From 2027 on, South Korea’s Financial Services Commission will set a minimum core capital ratio for the Korean Insurance Capital Standard. The rule says that insurance companies must have core capital that is at least 50% of the required capital levels.

Core capital will focus on paid-in equity and retained earnings instead of hybrid or subordinated instruments. The goal of this change is to make it easier for insurers to handle losses when the market is stressed.

Source: (Re)in Asia

Capital Composition Changes Affect Funding Strategies

The focus on equity-type capital is likely to change how insurers mix their capital and manage their balance sheets. Historically, many insurance companies have used hybrid instruments to keep their solvency in check.

Funding costs may go up because core capital is usually more expensive than subordinated debt. After a regulatory adjustment period, insurers below the threshold will have to take corrective action.

Grace Period Allows Insurers Time to Adjust Structures

Regulators said that there will be a grace period before any enforcement actions are taken. This gives businesses the chance to change their plans for capital and how they manage their assets and debts.

During the transition, insurers may also look at their product portfolios and how they allocate group capital. Regional groups doing business in Korea need to think about how the change will affect the bigger Asian capital markets.

Recommended Article: South Korea Enacts World First Comprehensive AI Safety Law

Longer Commission Payment Timelines Approved

The FSC approved changes to the way insurance commissions are paid, along with reforms to capital. Commissions for agents will slowly move toward longer payment periods with installments.

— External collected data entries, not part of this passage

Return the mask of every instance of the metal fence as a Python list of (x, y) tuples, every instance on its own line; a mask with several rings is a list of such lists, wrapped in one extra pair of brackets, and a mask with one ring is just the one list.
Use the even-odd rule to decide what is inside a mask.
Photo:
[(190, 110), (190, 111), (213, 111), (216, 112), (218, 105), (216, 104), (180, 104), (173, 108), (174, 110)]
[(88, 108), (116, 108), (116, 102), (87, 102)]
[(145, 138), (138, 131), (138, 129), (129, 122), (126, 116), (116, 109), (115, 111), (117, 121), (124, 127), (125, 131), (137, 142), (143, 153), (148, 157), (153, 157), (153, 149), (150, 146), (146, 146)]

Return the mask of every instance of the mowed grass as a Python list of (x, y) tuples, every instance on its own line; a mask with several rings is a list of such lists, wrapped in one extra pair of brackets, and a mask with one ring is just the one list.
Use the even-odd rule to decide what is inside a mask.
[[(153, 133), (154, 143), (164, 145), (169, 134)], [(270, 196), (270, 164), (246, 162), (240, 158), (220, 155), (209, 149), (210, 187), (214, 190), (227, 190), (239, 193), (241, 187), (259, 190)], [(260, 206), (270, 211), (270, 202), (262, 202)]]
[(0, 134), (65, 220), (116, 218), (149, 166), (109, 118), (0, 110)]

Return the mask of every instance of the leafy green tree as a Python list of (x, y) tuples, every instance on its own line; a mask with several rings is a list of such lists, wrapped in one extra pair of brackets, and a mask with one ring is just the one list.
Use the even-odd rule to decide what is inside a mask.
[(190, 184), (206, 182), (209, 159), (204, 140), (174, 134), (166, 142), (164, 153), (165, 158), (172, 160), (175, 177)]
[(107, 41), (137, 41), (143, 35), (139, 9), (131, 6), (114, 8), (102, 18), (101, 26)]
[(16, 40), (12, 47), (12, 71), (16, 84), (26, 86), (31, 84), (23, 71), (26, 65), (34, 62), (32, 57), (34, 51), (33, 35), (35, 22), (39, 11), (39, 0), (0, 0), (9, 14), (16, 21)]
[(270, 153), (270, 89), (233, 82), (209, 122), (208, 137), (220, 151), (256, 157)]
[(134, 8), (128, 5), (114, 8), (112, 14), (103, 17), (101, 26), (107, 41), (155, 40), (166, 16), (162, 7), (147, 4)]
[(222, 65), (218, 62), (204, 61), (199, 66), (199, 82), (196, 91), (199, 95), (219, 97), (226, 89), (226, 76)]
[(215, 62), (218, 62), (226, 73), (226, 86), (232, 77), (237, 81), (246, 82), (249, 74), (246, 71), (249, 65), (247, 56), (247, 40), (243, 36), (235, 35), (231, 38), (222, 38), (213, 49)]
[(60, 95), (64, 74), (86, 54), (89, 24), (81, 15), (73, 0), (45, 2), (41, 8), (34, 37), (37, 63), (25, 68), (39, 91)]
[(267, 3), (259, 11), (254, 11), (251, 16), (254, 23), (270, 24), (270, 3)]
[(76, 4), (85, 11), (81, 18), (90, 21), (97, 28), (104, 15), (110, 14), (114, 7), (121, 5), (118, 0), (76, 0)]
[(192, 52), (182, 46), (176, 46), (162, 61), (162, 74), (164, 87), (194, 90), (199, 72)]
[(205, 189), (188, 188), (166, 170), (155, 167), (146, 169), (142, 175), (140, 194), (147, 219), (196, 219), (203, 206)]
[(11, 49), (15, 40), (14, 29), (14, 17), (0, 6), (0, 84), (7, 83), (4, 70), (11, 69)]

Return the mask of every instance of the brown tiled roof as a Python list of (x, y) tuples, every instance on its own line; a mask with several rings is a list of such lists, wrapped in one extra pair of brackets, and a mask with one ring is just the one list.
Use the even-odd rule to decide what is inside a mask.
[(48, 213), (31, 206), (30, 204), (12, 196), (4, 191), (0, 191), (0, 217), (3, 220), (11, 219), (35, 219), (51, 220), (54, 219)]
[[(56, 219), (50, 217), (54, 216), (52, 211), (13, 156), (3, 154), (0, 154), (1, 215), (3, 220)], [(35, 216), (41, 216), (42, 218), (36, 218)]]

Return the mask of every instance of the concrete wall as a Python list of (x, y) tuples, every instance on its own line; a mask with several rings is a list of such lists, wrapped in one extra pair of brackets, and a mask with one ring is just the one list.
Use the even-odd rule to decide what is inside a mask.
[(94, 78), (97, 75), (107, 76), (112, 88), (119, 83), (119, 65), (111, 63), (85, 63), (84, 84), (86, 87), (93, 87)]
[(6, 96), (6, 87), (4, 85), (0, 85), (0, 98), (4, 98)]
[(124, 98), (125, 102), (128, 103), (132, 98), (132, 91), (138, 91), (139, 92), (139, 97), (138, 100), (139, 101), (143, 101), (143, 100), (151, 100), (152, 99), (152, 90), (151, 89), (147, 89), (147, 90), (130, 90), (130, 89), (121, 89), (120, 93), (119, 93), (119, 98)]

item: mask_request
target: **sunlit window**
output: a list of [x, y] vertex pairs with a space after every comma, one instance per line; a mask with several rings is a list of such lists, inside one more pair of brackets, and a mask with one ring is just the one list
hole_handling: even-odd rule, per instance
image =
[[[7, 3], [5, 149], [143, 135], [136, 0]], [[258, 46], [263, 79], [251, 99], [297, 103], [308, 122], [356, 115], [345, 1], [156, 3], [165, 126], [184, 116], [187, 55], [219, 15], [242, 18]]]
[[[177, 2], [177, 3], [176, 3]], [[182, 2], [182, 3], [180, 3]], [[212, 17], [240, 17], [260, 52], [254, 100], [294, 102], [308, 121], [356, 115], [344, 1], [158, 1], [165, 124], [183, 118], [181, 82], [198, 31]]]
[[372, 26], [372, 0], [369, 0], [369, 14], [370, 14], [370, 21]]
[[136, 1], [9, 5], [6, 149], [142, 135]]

Next year, commissions will be paid over 4 years as part of a transition period. Standard commission payments will last for 7 years by 2029.

Maintenance Commissions Tied to Policy Retention

Agents will only get paid for maintenance work if the insurance contracts stay in effect. This makes it easier to connect agent pay to keeping customers for a long time.

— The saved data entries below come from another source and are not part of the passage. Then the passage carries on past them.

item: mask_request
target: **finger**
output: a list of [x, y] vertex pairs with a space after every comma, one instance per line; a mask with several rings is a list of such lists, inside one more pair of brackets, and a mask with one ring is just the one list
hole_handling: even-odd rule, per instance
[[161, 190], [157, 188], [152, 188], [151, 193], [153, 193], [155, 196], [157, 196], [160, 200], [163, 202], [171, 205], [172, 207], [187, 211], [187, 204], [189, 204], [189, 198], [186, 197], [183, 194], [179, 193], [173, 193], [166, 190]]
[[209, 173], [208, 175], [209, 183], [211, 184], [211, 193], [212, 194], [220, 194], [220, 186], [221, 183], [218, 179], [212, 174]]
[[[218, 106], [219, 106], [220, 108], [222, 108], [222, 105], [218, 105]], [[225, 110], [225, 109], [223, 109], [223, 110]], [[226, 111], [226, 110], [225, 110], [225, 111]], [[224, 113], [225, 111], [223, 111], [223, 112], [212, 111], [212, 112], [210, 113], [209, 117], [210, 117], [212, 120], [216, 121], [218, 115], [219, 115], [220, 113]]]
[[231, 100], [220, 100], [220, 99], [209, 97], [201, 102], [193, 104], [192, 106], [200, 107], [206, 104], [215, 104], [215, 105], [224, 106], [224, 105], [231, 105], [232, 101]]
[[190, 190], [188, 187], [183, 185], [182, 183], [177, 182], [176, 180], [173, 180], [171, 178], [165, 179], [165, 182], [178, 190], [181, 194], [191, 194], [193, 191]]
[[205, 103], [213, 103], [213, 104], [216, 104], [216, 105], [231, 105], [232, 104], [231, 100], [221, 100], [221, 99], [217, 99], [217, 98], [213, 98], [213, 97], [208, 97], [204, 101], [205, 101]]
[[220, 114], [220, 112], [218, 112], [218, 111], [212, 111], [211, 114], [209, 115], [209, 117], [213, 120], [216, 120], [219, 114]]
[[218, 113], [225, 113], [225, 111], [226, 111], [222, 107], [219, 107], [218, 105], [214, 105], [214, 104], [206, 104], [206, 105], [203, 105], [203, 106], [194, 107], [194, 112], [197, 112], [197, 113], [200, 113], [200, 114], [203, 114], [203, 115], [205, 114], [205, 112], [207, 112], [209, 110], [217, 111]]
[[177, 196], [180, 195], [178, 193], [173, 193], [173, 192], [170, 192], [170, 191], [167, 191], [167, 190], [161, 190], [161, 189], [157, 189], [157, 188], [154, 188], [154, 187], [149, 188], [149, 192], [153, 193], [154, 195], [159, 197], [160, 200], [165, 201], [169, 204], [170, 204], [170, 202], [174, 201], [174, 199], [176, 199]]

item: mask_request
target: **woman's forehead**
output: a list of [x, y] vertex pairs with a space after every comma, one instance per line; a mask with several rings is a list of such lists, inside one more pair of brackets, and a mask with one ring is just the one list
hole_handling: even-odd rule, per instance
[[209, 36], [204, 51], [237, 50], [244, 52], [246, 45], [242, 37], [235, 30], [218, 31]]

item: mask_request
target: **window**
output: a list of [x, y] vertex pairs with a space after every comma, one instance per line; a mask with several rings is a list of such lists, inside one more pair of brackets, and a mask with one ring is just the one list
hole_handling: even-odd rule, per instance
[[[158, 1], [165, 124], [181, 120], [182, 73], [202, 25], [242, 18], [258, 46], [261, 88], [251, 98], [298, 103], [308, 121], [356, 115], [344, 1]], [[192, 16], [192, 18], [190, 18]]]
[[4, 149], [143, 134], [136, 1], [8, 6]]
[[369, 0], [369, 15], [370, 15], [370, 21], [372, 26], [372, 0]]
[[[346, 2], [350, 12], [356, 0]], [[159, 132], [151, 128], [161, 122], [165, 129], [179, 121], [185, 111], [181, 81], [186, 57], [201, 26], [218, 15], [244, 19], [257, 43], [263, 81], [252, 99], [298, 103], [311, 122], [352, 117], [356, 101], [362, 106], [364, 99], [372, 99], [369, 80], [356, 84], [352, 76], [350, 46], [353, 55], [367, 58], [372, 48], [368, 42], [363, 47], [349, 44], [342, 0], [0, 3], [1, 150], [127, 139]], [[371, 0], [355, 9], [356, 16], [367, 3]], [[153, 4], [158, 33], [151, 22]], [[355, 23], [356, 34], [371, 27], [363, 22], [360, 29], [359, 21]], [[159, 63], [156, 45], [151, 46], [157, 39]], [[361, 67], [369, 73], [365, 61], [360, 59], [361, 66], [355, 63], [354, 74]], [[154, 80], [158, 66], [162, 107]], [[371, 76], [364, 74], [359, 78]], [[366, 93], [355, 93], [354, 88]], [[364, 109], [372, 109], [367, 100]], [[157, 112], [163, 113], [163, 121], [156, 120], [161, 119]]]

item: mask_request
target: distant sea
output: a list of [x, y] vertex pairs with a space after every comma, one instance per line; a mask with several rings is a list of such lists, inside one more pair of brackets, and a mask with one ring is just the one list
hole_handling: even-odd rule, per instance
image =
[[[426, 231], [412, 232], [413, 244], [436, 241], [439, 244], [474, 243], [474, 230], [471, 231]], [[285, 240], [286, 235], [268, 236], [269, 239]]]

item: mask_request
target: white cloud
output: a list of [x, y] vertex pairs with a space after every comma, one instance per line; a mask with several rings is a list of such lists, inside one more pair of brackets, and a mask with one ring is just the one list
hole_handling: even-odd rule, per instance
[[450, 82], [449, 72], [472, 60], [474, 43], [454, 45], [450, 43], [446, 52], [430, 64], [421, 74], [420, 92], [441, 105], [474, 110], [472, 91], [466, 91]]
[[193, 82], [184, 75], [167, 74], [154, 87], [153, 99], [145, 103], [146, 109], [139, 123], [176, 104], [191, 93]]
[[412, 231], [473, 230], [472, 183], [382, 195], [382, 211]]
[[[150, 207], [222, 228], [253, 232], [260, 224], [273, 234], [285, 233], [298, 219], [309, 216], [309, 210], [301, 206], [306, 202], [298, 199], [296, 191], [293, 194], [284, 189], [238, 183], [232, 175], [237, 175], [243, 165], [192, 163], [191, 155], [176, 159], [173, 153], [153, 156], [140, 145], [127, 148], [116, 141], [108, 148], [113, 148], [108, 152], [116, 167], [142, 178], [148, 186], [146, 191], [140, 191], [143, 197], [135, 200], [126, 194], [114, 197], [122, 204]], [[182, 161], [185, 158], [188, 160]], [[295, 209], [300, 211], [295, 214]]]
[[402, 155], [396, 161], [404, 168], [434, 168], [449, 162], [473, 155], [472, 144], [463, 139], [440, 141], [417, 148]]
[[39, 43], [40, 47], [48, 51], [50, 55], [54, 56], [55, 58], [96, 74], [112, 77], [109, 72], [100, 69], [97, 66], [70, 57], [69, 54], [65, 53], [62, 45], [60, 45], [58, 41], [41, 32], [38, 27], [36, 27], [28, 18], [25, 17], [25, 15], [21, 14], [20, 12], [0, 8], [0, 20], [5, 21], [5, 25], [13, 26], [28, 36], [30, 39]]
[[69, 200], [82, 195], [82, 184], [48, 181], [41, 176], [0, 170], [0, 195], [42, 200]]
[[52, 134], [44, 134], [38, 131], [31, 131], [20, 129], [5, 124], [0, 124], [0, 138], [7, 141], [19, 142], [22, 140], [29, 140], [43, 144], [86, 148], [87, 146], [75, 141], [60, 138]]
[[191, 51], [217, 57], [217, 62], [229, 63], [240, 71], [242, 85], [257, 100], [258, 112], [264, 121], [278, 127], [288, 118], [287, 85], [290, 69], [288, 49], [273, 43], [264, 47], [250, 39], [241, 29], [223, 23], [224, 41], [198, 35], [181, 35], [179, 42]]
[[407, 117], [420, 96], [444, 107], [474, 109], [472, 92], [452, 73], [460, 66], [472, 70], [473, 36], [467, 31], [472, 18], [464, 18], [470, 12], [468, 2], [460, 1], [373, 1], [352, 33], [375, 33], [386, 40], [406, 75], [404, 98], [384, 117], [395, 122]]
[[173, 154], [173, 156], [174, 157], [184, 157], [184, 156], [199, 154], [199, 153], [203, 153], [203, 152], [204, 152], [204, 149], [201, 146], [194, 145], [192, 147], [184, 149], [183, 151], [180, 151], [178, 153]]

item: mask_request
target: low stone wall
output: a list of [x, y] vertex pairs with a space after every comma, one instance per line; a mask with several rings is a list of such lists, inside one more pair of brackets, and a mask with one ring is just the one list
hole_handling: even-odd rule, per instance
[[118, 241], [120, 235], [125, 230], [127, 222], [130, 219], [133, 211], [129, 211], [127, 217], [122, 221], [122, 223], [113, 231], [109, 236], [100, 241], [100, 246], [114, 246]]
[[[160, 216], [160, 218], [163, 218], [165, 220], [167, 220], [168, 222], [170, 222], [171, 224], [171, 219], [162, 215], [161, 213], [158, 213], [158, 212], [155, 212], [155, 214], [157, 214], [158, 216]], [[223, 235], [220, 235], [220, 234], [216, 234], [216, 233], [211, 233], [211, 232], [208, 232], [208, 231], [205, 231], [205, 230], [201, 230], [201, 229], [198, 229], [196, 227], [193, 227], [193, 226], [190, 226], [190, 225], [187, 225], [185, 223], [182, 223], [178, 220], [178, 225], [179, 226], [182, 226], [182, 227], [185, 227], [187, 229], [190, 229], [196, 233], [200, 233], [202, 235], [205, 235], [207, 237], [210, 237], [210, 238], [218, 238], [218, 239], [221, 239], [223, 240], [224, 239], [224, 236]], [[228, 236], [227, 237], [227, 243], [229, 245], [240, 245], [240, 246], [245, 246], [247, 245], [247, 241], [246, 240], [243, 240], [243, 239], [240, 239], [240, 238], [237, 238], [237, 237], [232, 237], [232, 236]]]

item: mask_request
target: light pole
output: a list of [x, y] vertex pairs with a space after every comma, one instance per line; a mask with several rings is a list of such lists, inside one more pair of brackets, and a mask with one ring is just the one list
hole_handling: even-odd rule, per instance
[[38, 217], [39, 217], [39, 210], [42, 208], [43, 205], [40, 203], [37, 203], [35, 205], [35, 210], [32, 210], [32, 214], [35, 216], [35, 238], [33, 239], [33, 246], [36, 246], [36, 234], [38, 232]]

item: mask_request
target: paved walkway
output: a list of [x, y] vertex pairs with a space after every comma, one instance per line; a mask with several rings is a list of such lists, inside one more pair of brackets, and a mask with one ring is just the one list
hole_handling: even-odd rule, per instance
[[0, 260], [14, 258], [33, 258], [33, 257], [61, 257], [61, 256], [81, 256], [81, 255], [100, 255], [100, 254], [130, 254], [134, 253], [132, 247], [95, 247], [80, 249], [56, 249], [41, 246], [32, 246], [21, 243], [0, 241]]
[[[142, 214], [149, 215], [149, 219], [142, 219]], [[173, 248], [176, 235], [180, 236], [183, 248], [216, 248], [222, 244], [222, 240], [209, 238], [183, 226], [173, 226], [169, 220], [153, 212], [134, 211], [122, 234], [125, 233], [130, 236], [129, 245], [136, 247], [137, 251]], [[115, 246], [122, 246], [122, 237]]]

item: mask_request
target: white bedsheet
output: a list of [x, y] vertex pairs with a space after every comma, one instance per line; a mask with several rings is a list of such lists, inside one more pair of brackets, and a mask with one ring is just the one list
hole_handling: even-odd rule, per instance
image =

When policies last longer, agents will be able to get higher total commissions. Regulators hope that this will stop short-term sales that are driven by upfront payments.

Expansion of the 1200% Commission Cap

The FSC will raise the first-year commission limit to 1200% for agents who are part of GA. Before, the limit only applied to corporate agencies.

The ban on commission-driven arbitrage will also be in effect for the whole policy term. This could change the way businesses offer recruitment bonuses and commissions.

Enhanced Disclosure and Product Oversight Rules

Starting in March, insurance companies and brokers will have to publicly show how much they make in commissions for each type of product. Customers will be able to compare upfront and maintenance commissions more easily.

Consumers must also be told by big general agencies about product rankings and commission grades. Product committees will be in charge of making sure that products are profitable, safe for consumers, and not sold in a way that is misleading.